Senin, 21 April 2014

Antara Saya Dengan Dinda


Ada apa dengan Dinda? Dinda siapa? Menjelang libur panjang Paskah kemarin, di media sosial beredar screenshot seorang cewek bernama Dinda. Dinda melontarkan kekesalannya karena harus memberi tempat duduk pada ibu hamil di kereta. Entah siapa temannya di PATH yang iseng menyebarkan screenshot komentarnya sehingga berhujananlah hujatan pada Dinda,

Jujur aja nih, gue juga merasakan hal yang sama dengan Dinda. Gue mengaku, belum bisa berbesar hati setiap pagi dan sore; ketika pulang dan berangkat kerja, memberi tempat duduk untuk wanita hamil. Kalau bus tidak dalam keadaan yang super duper padat, gue sih dengan rela hati memberikan tempat duduk. Apalagi untuk lansia. Tapi kalau bus sedang padat dan memang lagi gak mau memberi tempat duduk, melihat ibu hamil gue langsung was-was. Mau ngasih tempat duduk rasanya gak rela. Gak ngasih kok gak enak juga... Gak mencari-cari alasan kok. Kalau gue sedang gak rela, gue akan tetap duduk sampai ada petugas yang menegur. Atau si ibu hamil itu yang meminta. Kalau gue NYARIS duduk tapi karena ada ibu hamil...ya apa boleh buat... berdirilah gue sampai di tempat tujuan.

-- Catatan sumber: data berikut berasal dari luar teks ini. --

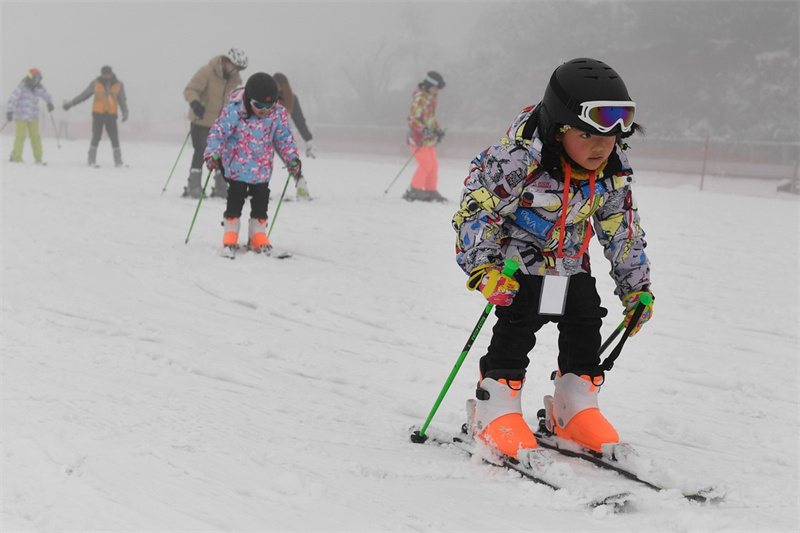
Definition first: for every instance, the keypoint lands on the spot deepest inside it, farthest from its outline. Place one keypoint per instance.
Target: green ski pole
(277, 209)
(176, 161)
(509, 269)
(202, 195)
(55, 130)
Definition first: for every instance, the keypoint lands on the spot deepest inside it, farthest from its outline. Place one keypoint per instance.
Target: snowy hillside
(150, 385)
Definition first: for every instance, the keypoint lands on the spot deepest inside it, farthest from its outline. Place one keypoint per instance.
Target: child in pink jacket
(242, 143)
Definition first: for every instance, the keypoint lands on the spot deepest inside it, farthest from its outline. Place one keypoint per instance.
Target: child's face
(589, 151)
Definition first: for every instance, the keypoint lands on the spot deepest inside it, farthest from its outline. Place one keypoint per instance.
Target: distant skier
(207, 94)
(288, 99)
(241, 145)
(23, 108)
(534, 198)
(109, 94)
(423, 136)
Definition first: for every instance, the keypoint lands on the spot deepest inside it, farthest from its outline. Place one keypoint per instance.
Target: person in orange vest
(109, 95)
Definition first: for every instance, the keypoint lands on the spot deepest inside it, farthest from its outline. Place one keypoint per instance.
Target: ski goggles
(261, 106)
(604, 115)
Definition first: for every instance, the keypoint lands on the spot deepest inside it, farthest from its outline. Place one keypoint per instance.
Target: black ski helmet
(583, 80)
(433, 79)
(260, 87)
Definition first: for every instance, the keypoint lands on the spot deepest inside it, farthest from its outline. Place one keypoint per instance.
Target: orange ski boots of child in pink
(257, 232)
(497, 419)
(573, 414)
(230, 232)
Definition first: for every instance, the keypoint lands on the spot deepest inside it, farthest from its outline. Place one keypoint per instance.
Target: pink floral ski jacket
(246, 145)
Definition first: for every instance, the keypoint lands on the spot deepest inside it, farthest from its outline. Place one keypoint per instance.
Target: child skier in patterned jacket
(423, 136)
(241, 144)
(532, 198)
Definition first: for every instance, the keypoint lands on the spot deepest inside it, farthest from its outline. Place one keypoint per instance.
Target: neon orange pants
(427, 175)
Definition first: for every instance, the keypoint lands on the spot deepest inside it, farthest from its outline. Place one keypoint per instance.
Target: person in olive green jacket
(207, 94)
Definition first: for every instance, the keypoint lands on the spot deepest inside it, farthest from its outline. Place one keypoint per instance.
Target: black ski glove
(198, 109)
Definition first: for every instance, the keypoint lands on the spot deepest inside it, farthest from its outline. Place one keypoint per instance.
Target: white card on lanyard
(553, 297)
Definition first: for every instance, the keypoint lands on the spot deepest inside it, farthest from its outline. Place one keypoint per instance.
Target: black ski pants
(238, 191)
(107, 121)
(199, 138)
(514, 334)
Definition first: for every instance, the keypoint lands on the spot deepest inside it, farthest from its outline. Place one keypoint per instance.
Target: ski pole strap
(608, 364)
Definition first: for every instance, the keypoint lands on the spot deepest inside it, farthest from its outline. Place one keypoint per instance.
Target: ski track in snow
(150, 385)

Untuk melontarkan kekesalan seperti yang dilakukan Dinda, well...jelaslah gak mungkin. KArena gue sadar, seharusnya gue bisa mengalah. Apalagi kalau kondisi tubuh sedang fit. Tapi, jika gue sedang capek dan egoisnya kumat, maka gue berusaha mencari jalan lain agar bisa tetap duduk.



Okay, mari kita mulai dari awal mengantri. Antrian untuk ibu hamil setahu gue sih, berbeda tempatnya.

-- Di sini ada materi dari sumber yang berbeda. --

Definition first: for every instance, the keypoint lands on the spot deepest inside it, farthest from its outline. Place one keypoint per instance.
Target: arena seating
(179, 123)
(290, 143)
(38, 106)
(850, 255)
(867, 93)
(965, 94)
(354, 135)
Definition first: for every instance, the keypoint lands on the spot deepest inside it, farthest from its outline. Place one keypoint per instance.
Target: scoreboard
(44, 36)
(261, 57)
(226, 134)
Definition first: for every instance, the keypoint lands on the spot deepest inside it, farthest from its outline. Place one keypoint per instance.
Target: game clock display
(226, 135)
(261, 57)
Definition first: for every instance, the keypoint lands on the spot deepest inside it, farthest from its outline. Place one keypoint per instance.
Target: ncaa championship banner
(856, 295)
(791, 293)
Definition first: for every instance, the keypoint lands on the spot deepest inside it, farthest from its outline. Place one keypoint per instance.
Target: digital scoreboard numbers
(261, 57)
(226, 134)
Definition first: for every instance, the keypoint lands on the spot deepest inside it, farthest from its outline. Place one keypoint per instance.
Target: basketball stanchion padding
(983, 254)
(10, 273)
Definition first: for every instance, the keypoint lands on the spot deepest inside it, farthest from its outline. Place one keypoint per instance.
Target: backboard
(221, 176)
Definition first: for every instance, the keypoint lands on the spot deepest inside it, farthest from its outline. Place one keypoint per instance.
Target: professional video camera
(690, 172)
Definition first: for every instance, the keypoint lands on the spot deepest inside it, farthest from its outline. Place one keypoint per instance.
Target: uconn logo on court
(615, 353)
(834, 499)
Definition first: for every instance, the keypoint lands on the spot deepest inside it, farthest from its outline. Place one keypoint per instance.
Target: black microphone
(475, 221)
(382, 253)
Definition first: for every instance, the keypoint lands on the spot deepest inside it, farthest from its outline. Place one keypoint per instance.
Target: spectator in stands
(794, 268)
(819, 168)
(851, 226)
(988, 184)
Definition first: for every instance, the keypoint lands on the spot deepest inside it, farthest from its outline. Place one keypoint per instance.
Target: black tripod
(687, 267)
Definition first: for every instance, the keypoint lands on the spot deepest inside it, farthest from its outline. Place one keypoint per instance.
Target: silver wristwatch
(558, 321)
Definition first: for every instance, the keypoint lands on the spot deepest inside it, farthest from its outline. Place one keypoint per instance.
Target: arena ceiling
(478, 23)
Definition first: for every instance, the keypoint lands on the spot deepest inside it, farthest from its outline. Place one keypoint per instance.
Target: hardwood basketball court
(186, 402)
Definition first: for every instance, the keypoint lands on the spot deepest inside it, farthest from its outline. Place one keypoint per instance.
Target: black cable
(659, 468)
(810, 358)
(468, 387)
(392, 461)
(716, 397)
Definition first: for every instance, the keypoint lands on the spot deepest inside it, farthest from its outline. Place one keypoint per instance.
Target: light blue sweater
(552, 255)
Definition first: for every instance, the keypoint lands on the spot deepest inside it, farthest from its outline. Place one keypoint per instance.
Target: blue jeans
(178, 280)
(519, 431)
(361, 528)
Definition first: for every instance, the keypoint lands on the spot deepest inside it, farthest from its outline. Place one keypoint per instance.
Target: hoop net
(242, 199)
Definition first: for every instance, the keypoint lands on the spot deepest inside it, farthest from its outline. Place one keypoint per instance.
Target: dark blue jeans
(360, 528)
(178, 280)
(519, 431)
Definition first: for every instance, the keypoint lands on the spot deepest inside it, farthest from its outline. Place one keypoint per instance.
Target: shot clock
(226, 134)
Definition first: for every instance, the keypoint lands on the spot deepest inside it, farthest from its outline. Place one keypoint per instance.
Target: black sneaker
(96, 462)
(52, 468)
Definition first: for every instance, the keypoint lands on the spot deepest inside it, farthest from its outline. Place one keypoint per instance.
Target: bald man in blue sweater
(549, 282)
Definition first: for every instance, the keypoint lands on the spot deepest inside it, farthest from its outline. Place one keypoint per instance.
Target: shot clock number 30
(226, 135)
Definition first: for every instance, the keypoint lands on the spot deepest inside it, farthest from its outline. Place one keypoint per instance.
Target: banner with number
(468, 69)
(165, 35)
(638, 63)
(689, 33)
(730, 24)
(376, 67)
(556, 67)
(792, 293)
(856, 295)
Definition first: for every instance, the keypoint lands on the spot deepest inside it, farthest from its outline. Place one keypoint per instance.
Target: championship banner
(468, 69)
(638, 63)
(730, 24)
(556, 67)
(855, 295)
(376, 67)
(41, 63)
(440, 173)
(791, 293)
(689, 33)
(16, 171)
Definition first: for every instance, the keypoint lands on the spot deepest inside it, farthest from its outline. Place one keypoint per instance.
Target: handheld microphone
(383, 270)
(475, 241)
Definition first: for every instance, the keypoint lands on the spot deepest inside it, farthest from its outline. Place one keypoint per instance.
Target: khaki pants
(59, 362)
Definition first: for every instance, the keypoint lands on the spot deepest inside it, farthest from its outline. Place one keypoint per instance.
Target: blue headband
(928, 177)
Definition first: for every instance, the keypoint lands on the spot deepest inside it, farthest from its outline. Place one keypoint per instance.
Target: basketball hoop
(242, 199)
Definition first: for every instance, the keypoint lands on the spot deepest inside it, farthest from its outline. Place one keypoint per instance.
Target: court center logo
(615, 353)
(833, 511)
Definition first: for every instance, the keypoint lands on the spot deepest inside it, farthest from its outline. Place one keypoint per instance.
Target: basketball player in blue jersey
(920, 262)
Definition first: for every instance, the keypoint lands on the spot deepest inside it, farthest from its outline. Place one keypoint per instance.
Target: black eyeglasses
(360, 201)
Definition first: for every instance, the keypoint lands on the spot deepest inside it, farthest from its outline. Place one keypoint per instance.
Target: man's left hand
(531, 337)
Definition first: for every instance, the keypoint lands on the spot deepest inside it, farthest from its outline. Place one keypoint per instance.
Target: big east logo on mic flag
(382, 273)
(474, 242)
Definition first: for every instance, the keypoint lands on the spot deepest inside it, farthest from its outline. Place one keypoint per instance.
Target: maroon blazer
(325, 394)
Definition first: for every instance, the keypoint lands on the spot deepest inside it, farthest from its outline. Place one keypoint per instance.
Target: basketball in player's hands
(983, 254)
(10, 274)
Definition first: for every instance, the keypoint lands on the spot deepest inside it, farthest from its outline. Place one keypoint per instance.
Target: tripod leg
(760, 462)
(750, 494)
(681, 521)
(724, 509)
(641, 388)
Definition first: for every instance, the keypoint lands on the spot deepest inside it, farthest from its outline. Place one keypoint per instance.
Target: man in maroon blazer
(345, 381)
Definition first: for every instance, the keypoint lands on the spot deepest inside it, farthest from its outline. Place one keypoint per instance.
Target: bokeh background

Masuk ke dalam busway yang super mini tapi muatan serba maksi itu, bayangin sendiri deh perjuangannya. Ibu hamil? Jelas gak mungkin dong dibiarkan berebutan seperti ini. Apalagi yang membawa anak. Walau yang terakhir ini suka nekat ikutan antri sehingga membuat anak-anak mereka nyaris rata oleh penumpang lain. Kok tega? Penumpang yang antri dibelakang tidak tahu atau tidak mau tahu kalau ada anak-anak ditengah antrian. Mereka akan mendorong sekuat tenaga yang penting bisa masuk kedalam busway. Jadi, setelah remuk di antrian jelas gue mengharap dapat tempat duduk.

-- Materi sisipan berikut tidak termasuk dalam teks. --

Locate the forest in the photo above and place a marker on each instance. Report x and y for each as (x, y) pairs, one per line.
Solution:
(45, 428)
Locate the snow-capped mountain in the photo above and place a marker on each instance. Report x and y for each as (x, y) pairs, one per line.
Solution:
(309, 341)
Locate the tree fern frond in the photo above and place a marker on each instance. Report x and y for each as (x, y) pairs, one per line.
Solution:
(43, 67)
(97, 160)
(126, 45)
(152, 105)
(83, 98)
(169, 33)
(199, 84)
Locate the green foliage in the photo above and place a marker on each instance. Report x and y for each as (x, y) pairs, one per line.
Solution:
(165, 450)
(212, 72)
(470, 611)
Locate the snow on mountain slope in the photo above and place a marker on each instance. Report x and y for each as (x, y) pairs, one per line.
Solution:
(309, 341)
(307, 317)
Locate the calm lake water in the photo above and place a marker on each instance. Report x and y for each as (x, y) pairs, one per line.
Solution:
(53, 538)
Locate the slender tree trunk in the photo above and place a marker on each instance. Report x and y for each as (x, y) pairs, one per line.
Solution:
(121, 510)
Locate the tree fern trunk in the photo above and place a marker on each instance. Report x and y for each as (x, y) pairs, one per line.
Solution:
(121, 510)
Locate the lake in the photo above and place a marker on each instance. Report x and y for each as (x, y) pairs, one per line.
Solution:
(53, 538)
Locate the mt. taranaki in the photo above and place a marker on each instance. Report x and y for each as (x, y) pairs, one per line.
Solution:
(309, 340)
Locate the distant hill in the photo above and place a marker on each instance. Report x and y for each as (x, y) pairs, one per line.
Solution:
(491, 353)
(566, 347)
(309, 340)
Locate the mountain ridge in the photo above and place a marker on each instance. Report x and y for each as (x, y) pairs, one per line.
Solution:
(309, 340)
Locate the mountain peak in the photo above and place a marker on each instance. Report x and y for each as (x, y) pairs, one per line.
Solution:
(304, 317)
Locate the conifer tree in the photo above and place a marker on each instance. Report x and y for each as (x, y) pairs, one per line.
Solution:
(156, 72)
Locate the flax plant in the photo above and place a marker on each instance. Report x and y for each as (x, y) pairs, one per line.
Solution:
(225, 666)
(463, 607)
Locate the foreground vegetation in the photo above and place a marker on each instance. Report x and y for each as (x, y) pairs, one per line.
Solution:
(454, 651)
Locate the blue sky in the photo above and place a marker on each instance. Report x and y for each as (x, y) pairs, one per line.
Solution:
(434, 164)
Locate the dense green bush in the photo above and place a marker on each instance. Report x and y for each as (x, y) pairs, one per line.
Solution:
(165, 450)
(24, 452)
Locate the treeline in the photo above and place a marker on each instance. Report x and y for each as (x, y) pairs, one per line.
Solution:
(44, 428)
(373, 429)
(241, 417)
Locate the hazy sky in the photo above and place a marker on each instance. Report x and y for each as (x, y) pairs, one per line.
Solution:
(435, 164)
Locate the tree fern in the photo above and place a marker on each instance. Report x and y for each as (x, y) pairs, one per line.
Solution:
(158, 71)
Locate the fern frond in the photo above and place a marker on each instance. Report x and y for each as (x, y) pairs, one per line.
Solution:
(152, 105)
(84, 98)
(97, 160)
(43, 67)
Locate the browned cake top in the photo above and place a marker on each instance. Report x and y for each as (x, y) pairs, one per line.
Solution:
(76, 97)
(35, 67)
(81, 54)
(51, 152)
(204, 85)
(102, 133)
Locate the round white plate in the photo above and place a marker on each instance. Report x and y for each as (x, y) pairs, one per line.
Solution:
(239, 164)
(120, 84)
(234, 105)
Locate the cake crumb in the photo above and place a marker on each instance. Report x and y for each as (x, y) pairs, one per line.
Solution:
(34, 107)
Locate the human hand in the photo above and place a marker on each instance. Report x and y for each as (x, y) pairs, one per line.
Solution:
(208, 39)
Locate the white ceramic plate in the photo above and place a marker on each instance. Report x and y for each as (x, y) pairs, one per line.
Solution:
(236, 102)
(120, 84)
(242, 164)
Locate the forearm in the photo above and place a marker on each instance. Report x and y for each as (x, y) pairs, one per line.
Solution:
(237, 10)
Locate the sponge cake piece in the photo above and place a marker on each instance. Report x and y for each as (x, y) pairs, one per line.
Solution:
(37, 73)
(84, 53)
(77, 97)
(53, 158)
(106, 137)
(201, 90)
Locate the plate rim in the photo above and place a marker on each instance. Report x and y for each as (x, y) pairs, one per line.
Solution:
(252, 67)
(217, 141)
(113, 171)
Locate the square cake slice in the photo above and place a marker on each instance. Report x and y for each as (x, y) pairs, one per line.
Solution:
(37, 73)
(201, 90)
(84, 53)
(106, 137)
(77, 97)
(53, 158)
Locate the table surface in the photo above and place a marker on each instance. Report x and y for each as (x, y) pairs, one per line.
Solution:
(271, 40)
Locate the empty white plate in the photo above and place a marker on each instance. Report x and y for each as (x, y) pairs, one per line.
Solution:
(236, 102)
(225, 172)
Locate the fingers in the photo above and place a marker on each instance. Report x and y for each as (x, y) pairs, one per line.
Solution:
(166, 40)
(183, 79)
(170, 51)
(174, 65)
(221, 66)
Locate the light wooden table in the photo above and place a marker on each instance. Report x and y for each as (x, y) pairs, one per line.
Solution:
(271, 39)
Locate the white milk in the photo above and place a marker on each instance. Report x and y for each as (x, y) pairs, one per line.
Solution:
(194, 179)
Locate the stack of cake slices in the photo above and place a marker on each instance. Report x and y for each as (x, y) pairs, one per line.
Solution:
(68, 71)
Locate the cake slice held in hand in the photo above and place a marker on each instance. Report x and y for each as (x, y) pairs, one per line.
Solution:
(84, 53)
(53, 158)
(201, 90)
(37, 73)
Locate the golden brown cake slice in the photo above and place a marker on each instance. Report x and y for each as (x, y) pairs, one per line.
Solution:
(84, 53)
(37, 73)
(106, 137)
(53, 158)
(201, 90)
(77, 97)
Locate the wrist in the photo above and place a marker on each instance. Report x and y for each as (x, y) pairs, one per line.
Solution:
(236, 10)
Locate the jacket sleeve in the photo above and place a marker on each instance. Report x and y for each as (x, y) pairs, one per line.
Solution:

Kebetulan, busway yang gue naikin memungkinkan untuk duduk di dekat supir seperti ibu dan anaknya ini. Inilah yang jadi tempat favorit gue kalau busway sedang penuh. Karena JARANG banget ibu hamil yang bakal ngotot minta duduk disini


atau seperti dua cewek ini



Memang baik busway dan kereta telah menyediakan kursi prioritas. Jadi, kalau duduk di tempat tersebut, jelas harus rela berdiri lagi saat ada ibu hamil dan lansia dan yang lainnya yang membutuhkan.Trick yang gue dapatkan dari orang yang merasa senasib dengan Dinda adalah naik ke gerbong kereta untuk umum dan bukan untuk khusus penumpang wanita. Itu untuk yang naik kereta commuter line. Sementara untuk yang naik busway seperti gue, langsung masuk ke area tempat duduk cowok. Hahaha...Ya, para penumpang pria sepertinya sudah pasrah dengan penumpang wanita yang langsung menerobos area mereka. Sementara kalau ada penumpang pria di area wanita, pasti langsung diusir.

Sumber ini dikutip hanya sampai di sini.